Die Personalarbeit genießt in mittelständischen Firmen noch nicht den Stellenwert, den sich Fachleute wünschen. So verweist Christian Scholz, Betriebswirtschaftsprofessor mit Schwerpunkt Personal-Management an der Universität Saarbrücken, darauf, dass eine unprofessionelle Personalarbeit zu Produktivitätsdefiziten von 30 bis 40 Prozent führen kann. Positiv formuliert ist innovatives Personal-Management "Triebfeder und Katalysator für eine dauerhafte Wettbewerbsfähigkeit", so Werner Fröhlich, Präsident der Donau-Universität in Krems.

Der Saarbrücker Wissenschaftler hat nun in einer umfangreichen Untersuchung die Stärken und Schwächen der kleinen Betriebe nach zehn Kriterien untersucht und positive Beispiele ausgezeichnet. 24 Mittelständler wurden "auf Herz und Nieren" geprüft, was sie in Sachen Personal-Management unternehmen. Nach folgenden Gesichtspunkten wurden die Betriebe beurteilt:

- Personalbeschaffung,

- Kommunikation,

- Vergütung,

- Vision und Strategie,

- Personalentwicklung,

- Computereinsatz,

- Personalführung,

- Personaleinsatz sowie

- Work-Life-Balance.

Bei der Personalbeschaffung fällt auf, dass die Mittelständler in erster Linie über ihre eigene Homepage rekrutieren und mit Mitarbeiterempfehlungen arbeiten. Immerhin 83 Prozent der Befragten gaben an, dass sie ihre Führungskräfte via Website suchen, und 75 Prozent nehmen die Hilfe ihrer Angestellten in Anspruch. Das obere Management dagegen wird in fast drei Viertel der Fälle via Headhunter angeworben. Ein Fünftel der Mittelständler schaltet Stellenanzeigen. Die "normalen" Mitarbeiter werden in erster Linie über Empfehlungen aus der Belegschaft und über externe Jobbörsen gesucht.

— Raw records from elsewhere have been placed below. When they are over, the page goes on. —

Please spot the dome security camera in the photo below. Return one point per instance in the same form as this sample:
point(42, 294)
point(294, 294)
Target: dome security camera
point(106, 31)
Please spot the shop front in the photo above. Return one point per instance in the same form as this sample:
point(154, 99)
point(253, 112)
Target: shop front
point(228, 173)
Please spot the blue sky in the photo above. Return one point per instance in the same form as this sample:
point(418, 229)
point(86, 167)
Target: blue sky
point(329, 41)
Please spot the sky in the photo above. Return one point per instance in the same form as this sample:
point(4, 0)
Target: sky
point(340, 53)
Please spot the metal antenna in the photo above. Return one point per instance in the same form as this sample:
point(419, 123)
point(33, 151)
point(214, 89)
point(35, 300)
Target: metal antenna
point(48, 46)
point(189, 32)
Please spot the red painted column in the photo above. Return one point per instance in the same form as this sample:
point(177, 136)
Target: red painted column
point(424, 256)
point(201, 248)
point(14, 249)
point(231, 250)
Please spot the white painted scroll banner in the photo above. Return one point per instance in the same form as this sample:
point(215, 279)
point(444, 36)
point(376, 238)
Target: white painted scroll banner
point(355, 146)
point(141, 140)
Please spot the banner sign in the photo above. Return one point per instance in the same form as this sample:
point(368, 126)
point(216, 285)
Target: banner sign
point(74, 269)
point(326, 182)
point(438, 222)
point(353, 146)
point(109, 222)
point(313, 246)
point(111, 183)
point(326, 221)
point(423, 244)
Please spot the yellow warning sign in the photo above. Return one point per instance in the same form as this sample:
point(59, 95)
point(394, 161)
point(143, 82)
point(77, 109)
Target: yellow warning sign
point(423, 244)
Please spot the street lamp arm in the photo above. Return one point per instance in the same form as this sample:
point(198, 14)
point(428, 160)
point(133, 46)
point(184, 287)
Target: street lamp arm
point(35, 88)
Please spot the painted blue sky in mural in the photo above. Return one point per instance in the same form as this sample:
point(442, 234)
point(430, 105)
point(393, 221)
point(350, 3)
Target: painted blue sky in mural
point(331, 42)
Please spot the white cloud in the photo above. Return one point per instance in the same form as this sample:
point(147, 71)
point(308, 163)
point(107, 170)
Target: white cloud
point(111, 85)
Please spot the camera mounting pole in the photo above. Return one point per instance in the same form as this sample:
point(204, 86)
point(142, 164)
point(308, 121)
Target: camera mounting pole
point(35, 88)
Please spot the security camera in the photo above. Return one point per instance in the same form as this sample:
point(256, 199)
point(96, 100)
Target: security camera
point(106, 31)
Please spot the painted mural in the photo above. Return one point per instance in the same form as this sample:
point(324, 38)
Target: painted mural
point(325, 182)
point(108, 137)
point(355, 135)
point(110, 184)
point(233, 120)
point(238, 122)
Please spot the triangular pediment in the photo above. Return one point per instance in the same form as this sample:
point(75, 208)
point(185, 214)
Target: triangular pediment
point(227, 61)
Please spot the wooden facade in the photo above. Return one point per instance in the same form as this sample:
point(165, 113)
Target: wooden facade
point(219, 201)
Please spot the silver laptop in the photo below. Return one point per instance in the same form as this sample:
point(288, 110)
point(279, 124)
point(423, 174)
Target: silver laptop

Mitarbeiterbefragungen sind oft veraltet

Scholz lobt die Kleinen dafür, dass sie mittlerweile so oft online ihr Personal suchen. Verbesserungsfähig sei aber der Auftritt im Netz. Der Professor hat die Seiten nach den Kriterien: Content, Usability, Branding und Emotion (Cube) bewertet. Am wenigsten zufrieden ist er mit der Benutzerfreundlichkeit (Usability). 60 Prozent der Firmen-Websites hat er dabei mit "schlecht" oder "sehr schlecht" taxiert. Fast genauso schlecht schneidet der emotionale Teil ab, also ob sich der Surfer von der Aufmachung des Online-Auftritts angesprochen fühlt. Am besten kommen die Mittelständler beim Branding weg: Immerhin 41 Prozent der Seiten bewertet der Professor mit "gut".

In puncto Kommunikation läuft in den mittelständischen Betrieben eine ganze Menge. Fast drei Viertel der Befragten gaben an, dass bei ihnen regelmäßige Besprechungen mit allen Mitarbeitern und persönliche Gespräche mit Führungskräften stattfinden und dass E-Mail zu den Selbstverständlichkeiten gehört. Über die Hälfte hat ein Intranet eingerichtet, 63 Prozent auch eine Mitarbeiterzeitung. Kritik übt der Professor an den veralteten Mitarbeiterbefragungen. Wenn diese einmal eingeführt sind, werden sie nicht weiterentwickelt und an veränderte wirtschaftliche Bedingungen angepasst. "Die Analysen zur Mitarbeiterzufriedenheit gehören zum Standardrepertoire zeitgemäßer Personalarbeit", so der Saarbrücker. Deshalb müssten sie professionell betrieben werden.

In der Vergütungspolitik agiert der Mittelstand konservativ. Immerhin die Hälfte der Befragten gewährt eine zusätzliche Altersvorsorge, und ebenso viele zahlen die geleisteten Überstunden; aber nur noch zwei Prozent haben Stock-Options-Programme. Vor drei Jahren hätte dieses Ergebnis sicher noch anders ausgesehen. "Ausbaufähig" sei nach Scholz Darstellung der variable Anteil der Vergütung. Weniger als ein Drittel der Studienteilnehmer zahlen dem Topmanagement einen nicht festen Anteil, und bei den Führungskräften sind es sogar nur 16 Prozent der Arbeitgeber. Wichtig sei aber in erster Linie "ein faires und transparentes System der Leistungserfassung und -bewertung", so der Wissenschaftler. Für jeden Beschäftigten müsse erkennbar sein, dass sich Leistung in seinem Unternehmen "wirklich" lohne.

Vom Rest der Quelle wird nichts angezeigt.